Nikolai Gal lag im Dunkeln des riesigen Schlafsaals und lauschte in die Nacht. Alles um ihn herum war ruhig, unterbrochen nur vom Schnarchen und Seufzen der anderen Rekruten.
     Er hatte versucht, auch noch etwas Schlaf zu finden, bevor er mit Wassili die Flucht wagen würde. Doch es wollte ihm einfach nicht gelingen, zu aufgewühlt war er.
     Außerdem schmerzte ihm noch immer die rechte Seite stark von dem Angriff vor zwei Tagen. Mit Sicherheit hatten sie ihm drei oder vier Rippen gebrochen. Am Vortag war er noch versucht, sich krankzumelden, um so zum medizinischen Punkt des Bataillons überwiesen zu werden. Dort hätte man ihm vielleicht Schmerzmittel gegeben, wenn welche verfügbar waren und er ein entsprechendes Tauschmittel besaß.
     Aber Wassili hatte ihm davon abgeraten, wobei abgeraten nicht der richtige Ausdruck war. Er hatte ihn eindringlich gewarnt: »Wenn du dort hingehst, Nikolai, dann ist das dein sicherer Tod. Dort können sie vollkommen ungestört das tun, was sie dir angedroht haben – und glaub mir: Sie werden es tun!«
     Dass er überhaupt überlebt hatte und nur mit ein paar gebrochenen Rippen davon gekommen war, grenzte ohnehin an ein Wunder.
     Doch Nikolai glaubte nicht mehr an Wunder und auch nicht an Gott, so wie seine frommen Großeltern, denen auch fast 70 Jahre Kommunismus den Glauben nicht hatten nehmen können.
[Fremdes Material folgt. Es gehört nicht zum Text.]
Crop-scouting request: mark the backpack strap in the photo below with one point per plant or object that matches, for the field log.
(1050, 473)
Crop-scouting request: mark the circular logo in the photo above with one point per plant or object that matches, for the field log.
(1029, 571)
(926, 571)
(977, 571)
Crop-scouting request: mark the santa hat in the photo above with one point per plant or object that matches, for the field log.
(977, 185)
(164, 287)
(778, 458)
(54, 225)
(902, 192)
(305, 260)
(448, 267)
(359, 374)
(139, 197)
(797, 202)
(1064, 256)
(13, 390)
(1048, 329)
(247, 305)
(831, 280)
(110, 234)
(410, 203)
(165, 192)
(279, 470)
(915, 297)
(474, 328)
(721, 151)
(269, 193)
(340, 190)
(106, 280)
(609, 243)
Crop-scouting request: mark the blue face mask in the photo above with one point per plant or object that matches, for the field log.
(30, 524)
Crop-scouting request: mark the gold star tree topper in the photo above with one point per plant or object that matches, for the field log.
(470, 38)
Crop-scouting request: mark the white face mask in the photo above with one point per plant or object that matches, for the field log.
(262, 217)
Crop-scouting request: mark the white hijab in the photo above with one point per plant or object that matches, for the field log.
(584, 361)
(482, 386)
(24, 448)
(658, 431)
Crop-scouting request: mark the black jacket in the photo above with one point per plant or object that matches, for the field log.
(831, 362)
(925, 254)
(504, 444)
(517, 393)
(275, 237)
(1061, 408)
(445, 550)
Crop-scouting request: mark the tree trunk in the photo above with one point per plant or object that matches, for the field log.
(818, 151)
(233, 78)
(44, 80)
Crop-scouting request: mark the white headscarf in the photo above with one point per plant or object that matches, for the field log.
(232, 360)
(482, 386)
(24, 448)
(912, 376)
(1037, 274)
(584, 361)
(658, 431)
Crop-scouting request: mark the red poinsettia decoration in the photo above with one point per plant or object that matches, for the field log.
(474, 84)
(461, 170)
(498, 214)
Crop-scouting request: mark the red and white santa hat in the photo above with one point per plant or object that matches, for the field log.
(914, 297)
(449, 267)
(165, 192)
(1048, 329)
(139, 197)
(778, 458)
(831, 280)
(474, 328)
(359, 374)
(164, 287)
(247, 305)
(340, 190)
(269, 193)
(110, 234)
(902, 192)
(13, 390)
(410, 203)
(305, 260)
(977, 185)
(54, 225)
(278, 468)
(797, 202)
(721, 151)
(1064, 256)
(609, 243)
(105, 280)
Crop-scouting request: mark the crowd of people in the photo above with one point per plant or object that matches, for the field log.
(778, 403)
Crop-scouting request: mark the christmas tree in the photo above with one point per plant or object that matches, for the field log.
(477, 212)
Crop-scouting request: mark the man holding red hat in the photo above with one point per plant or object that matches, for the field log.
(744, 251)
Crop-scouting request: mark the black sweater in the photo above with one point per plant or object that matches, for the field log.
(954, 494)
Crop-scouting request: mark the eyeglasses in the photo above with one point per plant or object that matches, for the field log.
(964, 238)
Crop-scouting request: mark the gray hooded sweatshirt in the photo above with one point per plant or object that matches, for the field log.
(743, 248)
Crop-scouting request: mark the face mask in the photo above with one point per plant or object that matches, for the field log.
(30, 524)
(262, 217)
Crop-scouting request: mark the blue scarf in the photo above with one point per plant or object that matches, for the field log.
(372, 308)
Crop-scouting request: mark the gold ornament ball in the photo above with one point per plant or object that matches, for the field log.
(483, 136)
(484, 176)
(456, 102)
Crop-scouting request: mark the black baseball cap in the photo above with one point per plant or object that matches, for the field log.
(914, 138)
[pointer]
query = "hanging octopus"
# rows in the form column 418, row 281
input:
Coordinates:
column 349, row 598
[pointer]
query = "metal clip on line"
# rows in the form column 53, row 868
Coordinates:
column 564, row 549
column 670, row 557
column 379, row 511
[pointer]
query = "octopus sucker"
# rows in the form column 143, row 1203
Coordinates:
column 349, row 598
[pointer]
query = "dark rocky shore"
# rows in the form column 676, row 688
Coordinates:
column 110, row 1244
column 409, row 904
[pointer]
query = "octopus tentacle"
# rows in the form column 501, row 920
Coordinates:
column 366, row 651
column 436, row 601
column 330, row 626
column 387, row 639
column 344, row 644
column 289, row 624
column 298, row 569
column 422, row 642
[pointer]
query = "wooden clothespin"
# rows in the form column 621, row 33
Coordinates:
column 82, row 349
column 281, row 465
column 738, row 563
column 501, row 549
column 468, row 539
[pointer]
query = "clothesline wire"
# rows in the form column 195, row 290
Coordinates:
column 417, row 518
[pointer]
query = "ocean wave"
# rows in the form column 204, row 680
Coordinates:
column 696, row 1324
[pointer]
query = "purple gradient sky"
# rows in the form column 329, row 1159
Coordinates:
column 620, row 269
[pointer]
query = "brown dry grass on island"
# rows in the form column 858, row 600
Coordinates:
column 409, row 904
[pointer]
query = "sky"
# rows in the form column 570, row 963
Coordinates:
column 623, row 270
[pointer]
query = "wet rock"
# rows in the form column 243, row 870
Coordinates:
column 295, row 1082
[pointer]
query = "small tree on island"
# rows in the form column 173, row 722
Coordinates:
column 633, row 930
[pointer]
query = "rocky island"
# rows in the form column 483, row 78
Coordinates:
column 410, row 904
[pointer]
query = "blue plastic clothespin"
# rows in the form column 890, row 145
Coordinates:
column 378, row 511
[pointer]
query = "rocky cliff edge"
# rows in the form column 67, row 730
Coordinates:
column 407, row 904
Denn seit er in der Roten Armee dienen musste, war ihm jeder Glaube verloren gegangen. Aber als Wassili in seine Einheit versetzt worden war und dieser ihn kurze Zeit darauf vor den Angriffen der anderen Soldaten rettete, war er doch versucht, zu glauben, dass es so etwas wie Wunder gab.
     Die Glocken der Turmuhr im altehrwürdigen Quedlinburger Dom schlugen zur zweiten Stunde des neuen Tages. Nur noch eine Stunde, dachte Nikolai, dann ist es so weit.

* * *

2 Tage zuvor


»Gal! Du Hurensohn! Du hast unser Gebiet verletzt!«
     Sergei, der Wortführer der Entlassungskandidaten des vierten Diensthalbjahres, ein grobschlächtiger Bursche mit blondem Bürstenhaarschnitt aus dem Ural, erhob seinen bulligen Körper von der Pritsche.
     »Das schreit nach einem Exempel!«, kreischte ein weiterer Soldat des vierten Diensthalbjahres.
     »Bringt ihn her!«, befahl Sergei.
     Auf sein Kommando sprangen drei Soldaten gleichzeitig auf. Einer nahm Nikolai seitlich in den Würgegriff, die beiden anderen drehten ihm die Arme auf den Rücken und schleiften ihn zu Sergei. Der schnipste mit den Fingern und ein weiterer Soldat, mit einem Vierkantholz in der Hand, kam hinzu. Der Soldat hinter Nikolai forcierte den Würgegriff. Sergei gab ein Handzeichen und der Soldat mit dem Vierkantholz schlug dieses gegen Nikolais Oberkörper.
     Der Schlag traf Gals seine rechte Seite mit voller Wucht. Nikolai schrie auf. Der Soldat hinter ihm würgte ihn, bis sein Schrei erstickte und er bewusstlos zusammensackte. Sergei machte eine Handbewegung und der Soldat ließ ihn fallen. Nikolai schlug hart auf den Betonboden des Schlafsaales auf und kam wieder zu Bewusstsein.
     »Tak!«, rief Sergei. »Jetzt werden wir dir eine Lektion erteilen! Eine Lektion, die du dein Leben lang nicht vergessen wirst!«
     Die anderen Soldaten hatten sich johlend um Nikolai versammelt. Sie wussten, was jetzt folgen würde.